Interview zu Chancen und Risiken „Man muss die Fähigkeiten der Menschen feststellen“

Bonn · Der Wohnungsmarkt, die Bildungsangebote, die Situation auf dem Arbeitsmarkt: Die Zuwanderung von Flüchtlingen betrifft alle Formen gesellschaftlichen Lebens. Professorin Isabel Schnabel über die Auswirkungen. Die Fragen stellte Philipp Königs.

 Die Wirtschaftsprofessorin Isabel Schnabel gehört auch zu den Wirtschaftsweisen.

Die Wirtschaftsprofessorin Isabel Schnabel gehört auch zu den Wirtschaftsweisen.

Foto: Universität Bonn/Volker Lannert

Was glauben Sie, was die Aufnahme von Flüchtlingen für eine Stadt wie Bonn beziehungsweise für Kommunen bedeuten?
Isabel Schnabel: Hieraus entstehen große Herausforderungen. Dies betrifft zunächst einmal die Unterbringung. Die Nutzung von Turnhallen oder ähnlichen Gebäuden kann ja höchstens für eine kurze Zeit eine Lösung darstellen. Mittelfristig müssen dauerhafte Wohnmöglichkeiten bereitgestellt werden, was gerade in einer Stadt wie Bonn mit einem angespannten Wohnungsmarkt schwierig ist. Ohne zusätzliche Bauaktivitäten wird das kaum möglich sein. Dann geht es aber natürlich auch um die Ausbildung und die Integration in Arbeitsmarkt und Gesellschaft.

Was muss man tun, um diese Menschen schnell und gut in den Arbeitsmarkt integrieren zu können?
Schnabel: Ein erster wichtiger Schritt ist die Verbesserung der Deutschkenntnisse. Außerdem muss festgestellt werden, über welche Fähigkeiten die Menschen bereits verfügen. Darauf aufbauend kann dann überlegt werden, ob weitere Ausbildungsschritte sinnvoll sind.
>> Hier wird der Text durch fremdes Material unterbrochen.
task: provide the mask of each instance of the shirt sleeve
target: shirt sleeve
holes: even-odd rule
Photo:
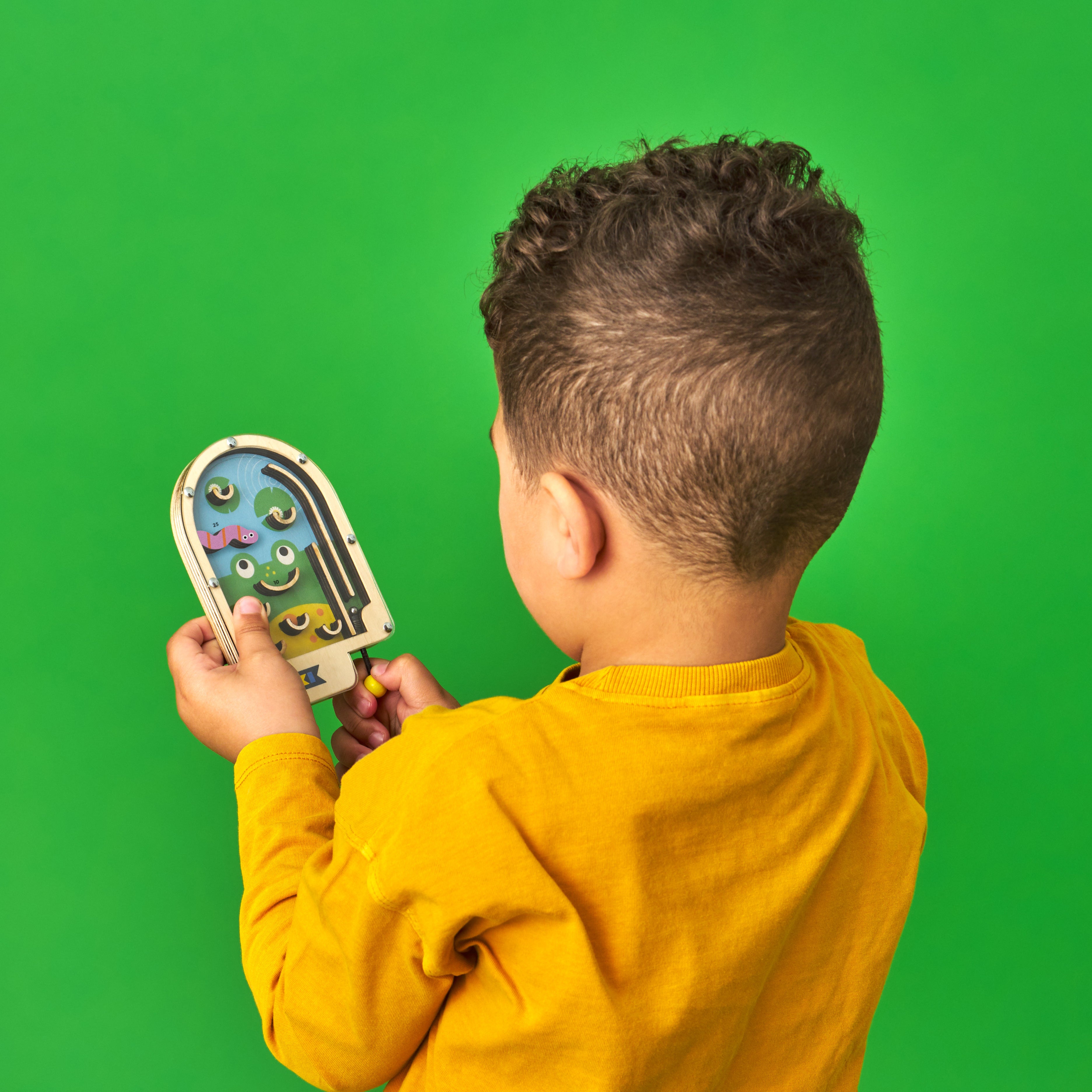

Praktika können hilfreich sein, um es den Flüchtlingen zu ermöglichen, sich in einem Unternehmen zu bewähren. Der Sachverständigenrat hat außerdem dafür plädiert, die Ausnahmen vom Mindestlohn für Langzeitarbeitslose auf Flüchtlinge auszudehnen, da diese typischerweise ebenfalls lange nicht gearbeitet haben.

Man geht davon aus, dass lediglich 15 bis 20 Prozent der Neuankömmlinge qualifizierte Arbeiter sind. Das dürfte die Integration vieler erschweren.
Schnabel: Es bedeutet, dass viele der Ankömmlinge nicht unmittelbar in den Arbeitsmarkt integriert werden können. Ohne zusätzliche Ausbildung wird man nur wenige Personen in den Arbeitsmarkt integrieren können. Dies gilt umso mehr, da auch für Flüchtlinge der Mindestlohn gezahlt werden muss.

Sehen Sie eher Chancen oder Risiken, was die Entwicklung der kommenden Jahre angeht?
Schnabel: Wenn es gelingt, die Flüchtlingszahlen zu begrenzen, sind die Belastungen durch die Flüchtlinge zu tragen. Wie groß diese Belastungen ausfallen, hängt entscheidend davon ab, inwiefern es gelingt, die Flüchtlinge in den Arbeitsmarkt und in die Gesellschaft zu integrieren.

Ist absehbar, was der Zustrom künftig für die Arbeitslosenzahlen bedeutet?
Schnabel: Kurzfristig ist auf jeden Fall mit einer höheren Arbeitslosigkeit zu rechnen. Je nachdem, wie gut es gelingt, die Flüchtlinge zu integrieren, wird es allmählich aber auch zu einem Anstieg der Erwerbstätigkeit kommen. Es wird vermutlich einige Jahre dauern, bis die Erwerbschancen der Flüchtlinge ähnlich sind wie bei anderen Zuwanderergruppen.